My memory turns out to be pretty good as regards content. Thanks to Google and IMDB I learn that the play was "Girls and Boys Come out to Play", and it was part of a series of thrillers that was indeed called Menace. Date is another matter: it was actually broadcast in 1973, when I was ten years old. (What was my mother thinking of?) It was repeated the following year, but not as part of the Menace series, so I must have seen the earlier broadcast, I think.

Now, of course, I wish I could watch it again - and it seems I'm not alone, as these discussion board conversations make clear. It appears to have been deleted, but there are tantalizing rumours that it may still exist somewhere at the BFI, possibly misfiled, or possibly (like the original tape of The Wicker Man and our homicidal heroine's little friend) buried under a motorway.

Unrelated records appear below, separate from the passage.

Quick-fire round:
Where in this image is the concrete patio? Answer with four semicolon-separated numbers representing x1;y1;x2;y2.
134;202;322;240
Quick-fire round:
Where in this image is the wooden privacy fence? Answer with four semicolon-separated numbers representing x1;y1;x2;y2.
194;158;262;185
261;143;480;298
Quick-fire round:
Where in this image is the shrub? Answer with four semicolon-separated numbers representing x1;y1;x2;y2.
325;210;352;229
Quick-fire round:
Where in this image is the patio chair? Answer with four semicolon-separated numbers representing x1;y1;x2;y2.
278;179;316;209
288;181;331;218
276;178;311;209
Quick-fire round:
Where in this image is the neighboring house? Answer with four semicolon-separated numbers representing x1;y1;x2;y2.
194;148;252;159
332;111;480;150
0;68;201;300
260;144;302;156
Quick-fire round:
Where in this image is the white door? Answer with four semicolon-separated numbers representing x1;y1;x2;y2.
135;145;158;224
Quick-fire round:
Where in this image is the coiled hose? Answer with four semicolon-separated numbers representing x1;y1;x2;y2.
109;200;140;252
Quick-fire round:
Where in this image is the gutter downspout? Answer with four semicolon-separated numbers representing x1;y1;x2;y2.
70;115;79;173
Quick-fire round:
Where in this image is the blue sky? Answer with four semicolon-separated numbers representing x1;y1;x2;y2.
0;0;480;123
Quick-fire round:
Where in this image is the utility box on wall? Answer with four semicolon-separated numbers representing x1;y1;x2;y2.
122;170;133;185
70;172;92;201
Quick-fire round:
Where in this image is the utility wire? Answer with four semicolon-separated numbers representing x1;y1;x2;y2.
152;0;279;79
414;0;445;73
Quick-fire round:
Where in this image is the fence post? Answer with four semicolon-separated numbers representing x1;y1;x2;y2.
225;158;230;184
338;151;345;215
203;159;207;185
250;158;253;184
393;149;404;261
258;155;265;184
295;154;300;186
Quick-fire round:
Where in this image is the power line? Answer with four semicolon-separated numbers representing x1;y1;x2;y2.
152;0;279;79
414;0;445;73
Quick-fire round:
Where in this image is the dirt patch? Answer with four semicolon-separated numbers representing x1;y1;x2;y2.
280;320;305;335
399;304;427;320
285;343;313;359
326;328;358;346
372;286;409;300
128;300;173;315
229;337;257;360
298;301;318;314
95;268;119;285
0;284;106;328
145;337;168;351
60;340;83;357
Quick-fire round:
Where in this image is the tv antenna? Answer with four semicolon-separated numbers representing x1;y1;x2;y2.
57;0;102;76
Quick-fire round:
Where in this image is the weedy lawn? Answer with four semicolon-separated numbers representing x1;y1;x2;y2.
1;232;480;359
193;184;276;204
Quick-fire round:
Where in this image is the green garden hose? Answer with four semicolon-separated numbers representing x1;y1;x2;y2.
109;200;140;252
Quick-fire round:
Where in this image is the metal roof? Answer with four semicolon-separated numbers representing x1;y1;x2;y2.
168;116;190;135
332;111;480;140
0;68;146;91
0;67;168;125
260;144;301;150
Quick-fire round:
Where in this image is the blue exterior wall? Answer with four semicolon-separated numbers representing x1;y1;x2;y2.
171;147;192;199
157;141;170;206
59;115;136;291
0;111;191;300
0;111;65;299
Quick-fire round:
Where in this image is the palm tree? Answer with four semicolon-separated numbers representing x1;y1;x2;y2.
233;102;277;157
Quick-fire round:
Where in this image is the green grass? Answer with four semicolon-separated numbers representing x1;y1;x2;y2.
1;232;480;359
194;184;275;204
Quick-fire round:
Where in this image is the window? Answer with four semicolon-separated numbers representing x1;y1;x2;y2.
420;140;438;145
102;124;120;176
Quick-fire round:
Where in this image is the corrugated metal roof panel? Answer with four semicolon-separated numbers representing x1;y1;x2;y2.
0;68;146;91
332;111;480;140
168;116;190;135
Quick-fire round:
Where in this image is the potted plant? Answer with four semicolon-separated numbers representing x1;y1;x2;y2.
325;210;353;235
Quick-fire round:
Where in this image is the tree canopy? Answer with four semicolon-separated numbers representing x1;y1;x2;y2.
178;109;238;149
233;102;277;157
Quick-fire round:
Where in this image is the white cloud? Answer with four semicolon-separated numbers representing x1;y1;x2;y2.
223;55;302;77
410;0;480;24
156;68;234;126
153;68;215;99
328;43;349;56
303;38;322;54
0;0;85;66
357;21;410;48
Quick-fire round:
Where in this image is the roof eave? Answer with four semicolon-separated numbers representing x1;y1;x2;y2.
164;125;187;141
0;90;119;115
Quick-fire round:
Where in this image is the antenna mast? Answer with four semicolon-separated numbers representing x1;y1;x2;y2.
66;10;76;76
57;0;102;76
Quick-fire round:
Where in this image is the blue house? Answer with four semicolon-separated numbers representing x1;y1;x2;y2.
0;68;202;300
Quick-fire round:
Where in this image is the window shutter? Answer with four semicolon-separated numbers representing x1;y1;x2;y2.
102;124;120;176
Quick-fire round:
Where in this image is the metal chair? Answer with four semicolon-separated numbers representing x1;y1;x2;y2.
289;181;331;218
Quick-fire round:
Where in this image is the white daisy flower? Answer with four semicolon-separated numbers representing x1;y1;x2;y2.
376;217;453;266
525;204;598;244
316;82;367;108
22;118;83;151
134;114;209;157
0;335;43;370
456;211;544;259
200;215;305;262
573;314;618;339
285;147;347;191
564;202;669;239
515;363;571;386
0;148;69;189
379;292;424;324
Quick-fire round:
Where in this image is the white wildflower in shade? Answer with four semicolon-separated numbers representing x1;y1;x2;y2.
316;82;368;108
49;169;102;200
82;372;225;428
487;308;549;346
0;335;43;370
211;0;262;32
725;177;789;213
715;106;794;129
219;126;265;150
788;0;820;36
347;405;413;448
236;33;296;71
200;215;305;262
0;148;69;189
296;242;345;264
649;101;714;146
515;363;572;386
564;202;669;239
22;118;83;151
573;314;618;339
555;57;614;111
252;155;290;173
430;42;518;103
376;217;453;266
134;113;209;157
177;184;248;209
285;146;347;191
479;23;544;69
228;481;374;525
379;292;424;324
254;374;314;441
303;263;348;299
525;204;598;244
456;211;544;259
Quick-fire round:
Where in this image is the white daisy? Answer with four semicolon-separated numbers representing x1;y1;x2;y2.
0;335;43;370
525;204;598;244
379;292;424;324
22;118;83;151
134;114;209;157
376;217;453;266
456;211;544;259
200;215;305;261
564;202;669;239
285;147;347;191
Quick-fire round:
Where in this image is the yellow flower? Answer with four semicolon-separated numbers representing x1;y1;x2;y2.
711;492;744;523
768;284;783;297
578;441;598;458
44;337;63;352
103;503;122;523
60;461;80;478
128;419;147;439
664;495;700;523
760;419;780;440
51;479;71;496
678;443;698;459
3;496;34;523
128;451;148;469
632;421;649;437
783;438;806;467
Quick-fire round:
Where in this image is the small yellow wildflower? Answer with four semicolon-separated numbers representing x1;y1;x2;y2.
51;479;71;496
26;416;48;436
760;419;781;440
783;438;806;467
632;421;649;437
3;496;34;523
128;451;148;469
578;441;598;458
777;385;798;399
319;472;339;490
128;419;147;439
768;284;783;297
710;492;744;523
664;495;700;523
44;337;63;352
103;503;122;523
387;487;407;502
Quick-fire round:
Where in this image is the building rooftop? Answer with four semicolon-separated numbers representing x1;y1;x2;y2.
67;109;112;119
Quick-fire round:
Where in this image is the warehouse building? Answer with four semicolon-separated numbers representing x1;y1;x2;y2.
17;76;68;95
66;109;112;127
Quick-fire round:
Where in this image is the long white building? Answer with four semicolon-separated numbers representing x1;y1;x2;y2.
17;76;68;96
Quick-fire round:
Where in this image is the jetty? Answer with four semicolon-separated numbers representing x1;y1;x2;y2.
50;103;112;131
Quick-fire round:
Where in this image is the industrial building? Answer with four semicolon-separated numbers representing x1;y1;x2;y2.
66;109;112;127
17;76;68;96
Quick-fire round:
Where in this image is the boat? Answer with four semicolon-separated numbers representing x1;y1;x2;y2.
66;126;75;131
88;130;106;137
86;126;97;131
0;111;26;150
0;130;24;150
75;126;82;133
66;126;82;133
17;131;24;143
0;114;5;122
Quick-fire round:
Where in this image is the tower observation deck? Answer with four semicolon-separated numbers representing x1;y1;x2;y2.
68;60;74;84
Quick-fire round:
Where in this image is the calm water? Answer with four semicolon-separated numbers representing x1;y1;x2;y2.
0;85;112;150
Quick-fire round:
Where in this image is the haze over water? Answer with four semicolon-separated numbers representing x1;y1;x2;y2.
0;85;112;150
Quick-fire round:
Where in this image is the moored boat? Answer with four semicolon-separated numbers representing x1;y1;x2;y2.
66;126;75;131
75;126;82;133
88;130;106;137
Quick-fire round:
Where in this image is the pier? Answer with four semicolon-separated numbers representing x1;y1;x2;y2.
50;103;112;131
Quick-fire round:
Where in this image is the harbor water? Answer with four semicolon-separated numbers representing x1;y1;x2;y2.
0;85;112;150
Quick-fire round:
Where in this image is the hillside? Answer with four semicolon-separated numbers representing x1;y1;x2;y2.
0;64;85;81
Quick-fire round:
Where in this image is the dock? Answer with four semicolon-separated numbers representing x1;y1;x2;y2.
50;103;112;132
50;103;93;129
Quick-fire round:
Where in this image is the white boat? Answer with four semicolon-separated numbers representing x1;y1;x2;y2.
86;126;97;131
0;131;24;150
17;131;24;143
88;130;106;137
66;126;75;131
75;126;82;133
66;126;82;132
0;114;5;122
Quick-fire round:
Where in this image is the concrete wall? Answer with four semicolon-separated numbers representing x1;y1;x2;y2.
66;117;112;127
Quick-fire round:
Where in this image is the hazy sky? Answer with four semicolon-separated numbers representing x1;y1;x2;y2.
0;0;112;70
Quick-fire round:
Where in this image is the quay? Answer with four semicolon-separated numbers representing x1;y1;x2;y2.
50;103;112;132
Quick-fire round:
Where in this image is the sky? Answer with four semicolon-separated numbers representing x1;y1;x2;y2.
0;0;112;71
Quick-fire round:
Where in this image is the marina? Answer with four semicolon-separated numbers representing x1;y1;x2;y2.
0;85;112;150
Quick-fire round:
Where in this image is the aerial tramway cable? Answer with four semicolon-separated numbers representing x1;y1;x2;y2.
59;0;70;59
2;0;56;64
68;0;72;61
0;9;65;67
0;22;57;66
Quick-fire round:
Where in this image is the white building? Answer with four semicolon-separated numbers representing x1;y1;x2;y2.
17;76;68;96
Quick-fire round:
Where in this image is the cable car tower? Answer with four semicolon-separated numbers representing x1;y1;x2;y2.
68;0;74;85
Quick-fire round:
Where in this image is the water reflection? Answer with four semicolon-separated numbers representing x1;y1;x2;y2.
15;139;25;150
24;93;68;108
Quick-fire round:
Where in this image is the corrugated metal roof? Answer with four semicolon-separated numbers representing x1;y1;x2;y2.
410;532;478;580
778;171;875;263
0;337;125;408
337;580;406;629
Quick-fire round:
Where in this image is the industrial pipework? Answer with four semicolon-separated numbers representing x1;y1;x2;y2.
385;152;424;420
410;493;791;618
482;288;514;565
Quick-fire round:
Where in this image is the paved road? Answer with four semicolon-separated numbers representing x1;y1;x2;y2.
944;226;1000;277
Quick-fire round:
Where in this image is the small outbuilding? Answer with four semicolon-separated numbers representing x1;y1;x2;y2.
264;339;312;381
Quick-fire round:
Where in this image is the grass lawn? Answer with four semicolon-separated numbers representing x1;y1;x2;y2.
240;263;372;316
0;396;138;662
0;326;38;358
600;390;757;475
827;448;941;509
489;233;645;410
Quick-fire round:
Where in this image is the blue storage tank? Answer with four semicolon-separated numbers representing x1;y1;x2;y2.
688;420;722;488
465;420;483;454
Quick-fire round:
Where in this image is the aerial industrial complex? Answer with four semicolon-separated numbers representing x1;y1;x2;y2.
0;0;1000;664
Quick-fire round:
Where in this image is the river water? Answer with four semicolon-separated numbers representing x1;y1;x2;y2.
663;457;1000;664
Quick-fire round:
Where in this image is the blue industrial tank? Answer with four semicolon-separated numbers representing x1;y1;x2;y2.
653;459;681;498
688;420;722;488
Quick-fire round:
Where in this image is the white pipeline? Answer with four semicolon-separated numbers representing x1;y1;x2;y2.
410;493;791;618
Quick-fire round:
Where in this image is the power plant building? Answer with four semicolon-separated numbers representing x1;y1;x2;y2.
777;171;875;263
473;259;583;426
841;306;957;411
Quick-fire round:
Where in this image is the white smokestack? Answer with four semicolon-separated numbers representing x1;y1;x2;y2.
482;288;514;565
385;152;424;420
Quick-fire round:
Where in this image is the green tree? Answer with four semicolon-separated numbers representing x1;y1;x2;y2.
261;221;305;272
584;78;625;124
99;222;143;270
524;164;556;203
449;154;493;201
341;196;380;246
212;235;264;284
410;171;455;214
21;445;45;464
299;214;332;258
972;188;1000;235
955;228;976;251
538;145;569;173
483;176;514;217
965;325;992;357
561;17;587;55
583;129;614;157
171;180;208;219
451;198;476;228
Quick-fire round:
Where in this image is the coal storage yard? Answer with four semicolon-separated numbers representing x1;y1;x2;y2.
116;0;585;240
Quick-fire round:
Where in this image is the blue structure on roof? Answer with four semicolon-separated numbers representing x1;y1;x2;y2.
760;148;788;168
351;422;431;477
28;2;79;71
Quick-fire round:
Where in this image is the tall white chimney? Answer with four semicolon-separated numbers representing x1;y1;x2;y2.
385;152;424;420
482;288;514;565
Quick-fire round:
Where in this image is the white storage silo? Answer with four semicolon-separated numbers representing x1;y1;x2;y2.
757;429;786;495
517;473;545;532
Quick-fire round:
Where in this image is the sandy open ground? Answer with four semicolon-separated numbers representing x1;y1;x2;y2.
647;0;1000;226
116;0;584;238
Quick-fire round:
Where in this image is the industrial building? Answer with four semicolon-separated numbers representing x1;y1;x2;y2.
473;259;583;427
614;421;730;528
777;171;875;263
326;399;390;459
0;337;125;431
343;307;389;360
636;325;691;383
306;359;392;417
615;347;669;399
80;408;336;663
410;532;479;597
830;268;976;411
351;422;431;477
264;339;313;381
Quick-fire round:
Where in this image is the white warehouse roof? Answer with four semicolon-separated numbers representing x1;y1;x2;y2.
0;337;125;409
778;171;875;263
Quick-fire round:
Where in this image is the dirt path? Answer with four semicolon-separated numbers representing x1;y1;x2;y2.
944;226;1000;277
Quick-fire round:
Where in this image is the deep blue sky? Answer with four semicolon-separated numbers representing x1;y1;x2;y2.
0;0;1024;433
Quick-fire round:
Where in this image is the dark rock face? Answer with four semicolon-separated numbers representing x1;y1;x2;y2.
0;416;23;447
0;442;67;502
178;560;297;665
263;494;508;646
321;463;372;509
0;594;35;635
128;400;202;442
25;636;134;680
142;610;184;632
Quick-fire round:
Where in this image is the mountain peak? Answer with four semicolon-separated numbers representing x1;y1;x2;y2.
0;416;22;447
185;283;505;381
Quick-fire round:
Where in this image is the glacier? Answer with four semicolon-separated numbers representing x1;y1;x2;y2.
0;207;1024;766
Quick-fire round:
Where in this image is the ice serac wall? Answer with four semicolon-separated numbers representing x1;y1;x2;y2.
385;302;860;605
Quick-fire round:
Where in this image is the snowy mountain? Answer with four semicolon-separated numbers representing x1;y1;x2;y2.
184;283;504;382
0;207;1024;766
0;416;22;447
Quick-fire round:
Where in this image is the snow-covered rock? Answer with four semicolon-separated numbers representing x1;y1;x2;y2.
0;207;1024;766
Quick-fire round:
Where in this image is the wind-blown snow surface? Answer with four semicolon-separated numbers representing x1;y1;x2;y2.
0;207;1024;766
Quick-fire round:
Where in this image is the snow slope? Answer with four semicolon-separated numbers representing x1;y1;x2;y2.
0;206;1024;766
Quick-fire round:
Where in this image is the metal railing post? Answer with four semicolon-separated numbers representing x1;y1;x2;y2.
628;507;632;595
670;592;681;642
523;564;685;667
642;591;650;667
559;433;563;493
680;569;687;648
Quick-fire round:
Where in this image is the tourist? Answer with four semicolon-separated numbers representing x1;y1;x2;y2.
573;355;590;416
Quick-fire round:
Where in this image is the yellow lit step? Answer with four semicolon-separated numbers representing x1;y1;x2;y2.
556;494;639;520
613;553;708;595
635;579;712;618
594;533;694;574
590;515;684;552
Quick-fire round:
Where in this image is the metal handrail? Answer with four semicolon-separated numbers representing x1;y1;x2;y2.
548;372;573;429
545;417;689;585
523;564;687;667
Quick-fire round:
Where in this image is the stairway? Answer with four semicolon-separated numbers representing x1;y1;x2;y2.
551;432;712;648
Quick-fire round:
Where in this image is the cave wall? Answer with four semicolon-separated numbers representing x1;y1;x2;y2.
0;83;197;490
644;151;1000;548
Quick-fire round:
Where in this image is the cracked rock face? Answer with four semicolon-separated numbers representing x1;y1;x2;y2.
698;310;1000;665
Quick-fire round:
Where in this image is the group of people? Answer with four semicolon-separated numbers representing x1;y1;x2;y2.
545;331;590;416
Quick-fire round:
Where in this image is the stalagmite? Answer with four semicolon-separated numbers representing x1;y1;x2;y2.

Does anyone else remember it?

Also, isn't it time we all faced up to the fact that everything good and memorable dates from 1973? From this play to The Wicker Man itself, to The Dark is Rising, to the first ever episode of The Tomorrow People (how well I remember that!)... Bliss was it in that dawn to be alive, and to be ten was very heaven! Penda's Fen was broadcast the following year and was a splendid effort, but already the sun was setting on that golden age. Picnic at Hanging Rock, the year after that, was almost too late. Shades of the prison-house were closing in the form of Johnny Rotten and the temporary madness of all my friends, and in their spikey wake trailed the '80s, Mrs Thatcher, The Human League, and thirty years of hurt.

I cling to the memory of that little homicide as to a floating spar.